The Trump administration has ordered the continued detention of a convicted foreign terrorist for at least six months after the completion of his prison sentence due to concerns he is still active in terrorist activities.
It’s thought to be the first invocation of the provisions of Section 412 of the USA Patriot Act, which was enacted after the Sept. 11, 2001, attacks.
Adham Amin Hassoun, who is being held at a U.S. Immigration and Customs Enforcement (ICE) facility near Buffalo, New York, was sentenced in 2008 for conspiracy to murder, kidnap, and maim persons in a foreign country, conspiracy to provide material support for terrorism, and providing material support for terrorists.
His supporters, particularly his lawyers at the Clinical Legal Education Program of the University at Buffalo School of Law and the American Civil Liberties Union (ACLU), characterize the order for continued detention as an order for indefinite detention, which, strictly speaking, isn’t true, according to the Department of Justice (DOJ).
Section 412 “allows the government, with extensive judicial supervision, temporarily to detain terrorist aliens until they are removed from the country. It is the equivalent of denying bail to a criminal defendant. Section 412 ensures that terrorists are not released to live among the people they seek to harm,” according to a summary provided by the DOJ.

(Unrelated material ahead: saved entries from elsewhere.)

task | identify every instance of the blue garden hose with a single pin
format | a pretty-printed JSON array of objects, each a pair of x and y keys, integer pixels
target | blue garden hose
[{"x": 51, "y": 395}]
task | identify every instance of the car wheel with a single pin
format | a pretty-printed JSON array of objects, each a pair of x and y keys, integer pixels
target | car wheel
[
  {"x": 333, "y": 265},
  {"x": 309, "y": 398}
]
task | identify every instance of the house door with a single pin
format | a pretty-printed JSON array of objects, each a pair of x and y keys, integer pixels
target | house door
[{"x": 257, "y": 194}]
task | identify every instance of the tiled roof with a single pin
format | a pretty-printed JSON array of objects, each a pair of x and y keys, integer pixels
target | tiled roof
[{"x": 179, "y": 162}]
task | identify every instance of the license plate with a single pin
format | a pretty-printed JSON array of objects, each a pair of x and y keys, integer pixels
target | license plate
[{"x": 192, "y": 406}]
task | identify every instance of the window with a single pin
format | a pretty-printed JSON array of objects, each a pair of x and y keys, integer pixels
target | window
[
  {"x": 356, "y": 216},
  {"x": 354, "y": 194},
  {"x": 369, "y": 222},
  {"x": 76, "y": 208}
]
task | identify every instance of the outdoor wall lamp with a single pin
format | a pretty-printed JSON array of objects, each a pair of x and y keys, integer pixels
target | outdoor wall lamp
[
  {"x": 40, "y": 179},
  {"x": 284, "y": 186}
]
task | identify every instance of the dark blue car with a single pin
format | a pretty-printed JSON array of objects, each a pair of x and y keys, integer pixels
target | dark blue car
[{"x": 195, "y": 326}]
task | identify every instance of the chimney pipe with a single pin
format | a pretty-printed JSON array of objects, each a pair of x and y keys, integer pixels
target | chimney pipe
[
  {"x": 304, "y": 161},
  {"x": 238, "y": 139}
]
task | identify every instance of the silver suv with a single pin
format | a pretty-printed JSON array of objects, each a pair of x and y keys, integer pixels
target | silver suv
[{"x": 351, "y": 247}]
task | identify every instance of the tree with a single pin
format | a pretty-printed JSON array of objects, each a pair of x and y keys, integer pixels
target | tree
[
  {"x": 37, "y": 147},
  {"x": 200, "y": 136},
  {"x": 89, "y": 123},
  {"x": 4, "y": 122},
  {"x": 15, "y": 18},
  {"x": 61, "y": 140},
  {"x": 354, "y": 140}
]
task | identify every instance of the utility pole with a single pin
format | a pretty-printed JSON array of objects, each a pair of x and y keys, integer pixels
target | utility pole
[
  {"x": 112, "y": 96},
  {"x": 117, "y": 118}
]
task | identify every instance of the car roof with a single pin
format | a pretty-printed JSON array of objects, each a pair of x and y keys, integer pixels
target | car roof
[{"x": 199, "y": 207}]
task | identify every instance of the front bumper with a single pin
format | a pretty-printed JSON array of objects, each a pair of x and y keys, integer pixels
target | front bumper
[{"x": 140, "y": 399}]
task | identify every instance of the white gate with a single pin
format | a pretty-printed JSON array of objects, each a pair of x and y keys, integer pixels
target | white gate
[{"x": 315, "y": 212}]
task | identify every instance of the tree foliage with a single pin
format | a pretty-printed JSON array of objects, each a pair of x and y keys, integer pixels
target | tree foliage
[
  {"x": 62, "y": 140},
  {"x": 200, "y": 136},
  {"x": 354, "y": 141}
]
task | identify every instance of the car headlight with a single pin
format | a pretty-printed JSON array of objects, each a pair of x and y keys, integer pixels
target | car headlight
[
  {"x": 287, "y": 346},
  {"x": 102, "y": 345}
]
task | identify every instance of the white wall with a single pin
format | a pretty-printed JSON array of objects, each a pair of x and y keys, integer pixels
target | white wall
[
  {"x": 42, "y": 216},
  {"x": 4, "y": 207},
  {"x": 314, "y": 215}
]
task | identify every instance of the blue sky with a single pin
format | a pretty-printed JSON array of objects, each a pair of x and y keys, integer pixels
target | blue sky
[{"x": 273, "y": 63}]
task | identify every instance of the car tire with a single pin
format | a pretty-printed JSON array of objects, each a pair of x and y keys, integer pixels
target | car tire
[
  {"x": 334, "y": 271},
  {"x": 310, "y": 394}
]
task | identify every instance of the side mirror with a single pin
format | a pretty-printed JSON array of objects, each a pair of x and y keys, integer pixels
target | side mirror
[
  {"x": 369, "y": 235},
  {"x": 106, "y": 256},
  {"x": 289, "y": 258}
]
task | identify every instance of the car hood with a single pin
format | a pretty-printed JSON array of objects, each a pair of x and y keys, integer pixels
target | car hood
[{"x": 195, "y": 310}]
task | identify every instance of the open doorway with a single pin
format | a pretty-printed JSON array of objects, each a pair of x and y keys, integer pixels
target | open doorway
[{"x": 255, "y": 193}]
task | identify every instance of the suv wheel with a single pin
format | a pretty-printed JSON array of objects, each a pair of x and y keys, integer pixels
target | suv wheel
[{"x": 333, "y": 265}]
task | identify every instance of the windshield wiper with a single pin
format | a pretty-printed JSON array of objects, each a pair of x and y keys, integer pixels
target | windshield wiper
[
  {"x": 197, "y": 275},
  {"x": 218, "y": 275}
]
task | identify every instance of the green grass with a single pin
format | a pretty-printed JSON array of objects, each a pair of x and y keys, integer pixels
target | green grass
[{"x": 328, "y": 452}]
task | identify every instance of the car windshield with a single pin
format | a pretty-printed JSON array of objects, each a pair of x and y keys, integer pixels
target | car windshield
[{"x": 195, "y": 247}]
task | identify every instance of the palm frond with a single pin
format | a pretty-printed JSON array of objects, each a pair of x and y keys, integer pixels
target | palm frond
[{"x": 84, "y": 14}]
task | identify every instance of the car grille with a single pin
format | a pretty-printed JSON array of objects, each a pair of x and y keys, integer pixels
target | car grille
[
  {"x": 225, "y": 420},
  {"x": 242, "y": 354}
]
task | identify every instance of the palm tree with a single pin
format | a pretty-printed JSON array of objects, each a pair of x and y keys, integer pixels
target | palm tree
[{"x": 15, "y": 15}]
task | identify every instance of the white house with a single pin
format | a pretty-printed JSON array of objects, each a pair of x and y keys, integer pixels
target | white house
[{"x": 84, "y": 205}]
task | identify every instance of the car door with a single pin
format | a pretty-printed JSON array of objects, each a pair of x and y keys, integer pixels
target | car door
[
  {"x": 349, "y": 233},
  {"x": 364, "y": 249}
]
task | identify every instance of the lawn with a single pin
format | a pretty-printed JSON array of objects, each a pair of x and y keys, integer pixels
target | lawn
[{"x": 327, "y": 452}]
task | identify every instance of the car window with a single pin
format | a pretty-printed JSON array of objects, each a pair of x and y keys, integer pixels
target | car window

The government is allowed under the law to detain aliens if there are “reasonable grounds to believe” they engaged in terrorist activity, or who endanger U.S. national security. If removal from the United States is unlikely in the foreseeable future—as is the case with Hassoun, whose statelessness means no country was willing to accept him—the government “may” continue to detain an alien for renewable six-month periods if releasing the person will endanger national security or harm “the community or any person.”
The Supreme Court recognized in its 2001 ruling in Zadvydas v. Davis that detaining aliens may be necessary in cases related to terrorism and national security, and that “special arguments might be made for forms of preventive detention and for heightened deference to the judgments of the political branches with respect to matters of national security,” the summary states.
The law gives such aliens the right to challenge their detention in federal district court, which Hassoun is doing in the U.S. District Court for the Western District of New York.
Oral arguments were heard Nov. 22 in the case, cited as Hassoun v. Searls, before Judge Elizabeth A. Wolford, who was appointed in 2013 by President Barack Obama. Wolford said she would render her judgment in the habeas corpus application at a later date.
“If the government were to prevail in its claim of extraordinary and unprecedented executive power, the government would be free to lock up noncitizens indefinitely based solely on executive say-so, even after they completed serving their sentences,” said ACLU lawyer Jonathan Hafetz, according to The Daily Beast.
Another Hassoun attorney, Nicole Hallett, said her client is being treated unfairly.
“This is Guantanamo on domestic soil,” she reportedly said. “The government is trying to detain him as long as it wants, and that prison happens to be in Batavia, New York, not at Guantanamo Bay.”
The charges Hassoun was convicted of stemmed from his role “in a conspiracy recruiting fighters and providing material support to terrorist groups overseas engaging in ‘jihads’ in Chechnya, Bosnia, Kosovo, Algeria, Afghanistan, Pakistan, Somalia, Eritrea, and Libya,” according to prosecutors.
The government stated in court documents that it “has more than sufficient evidence … that Petitioner plotted future terrorist attacks and is attempting to recruit terrorists.”
The FBI recommended Hassoun be kept in custody because he “is likely to continue his material support of ISIS and to recruit others to carry out attacks against the United States on behalf of ISIS.”
On Jan. 22, 2008, a federal judge in Florida sentenced Hassoun to 188 months, or 15 years and eight months, to be followed by 20 years of supervised release.
Upon completing the sentence with time off for good behavior, he entered ICE custody. But ICE was unable to deport Hassoun because as a Palestinian, he’s considered stateless, and the Trump administration said no country was willing to accept him.
The government argued in court documents that it’s justified in continuing to detain Hassoun because he “assumed a leadership role in a criminal conspiracy to recruit fighters and provide material support to terrorist groups, and because [he] remain[s] a continuing threat of recruiting, planning, and providing material support for terrorist activity.”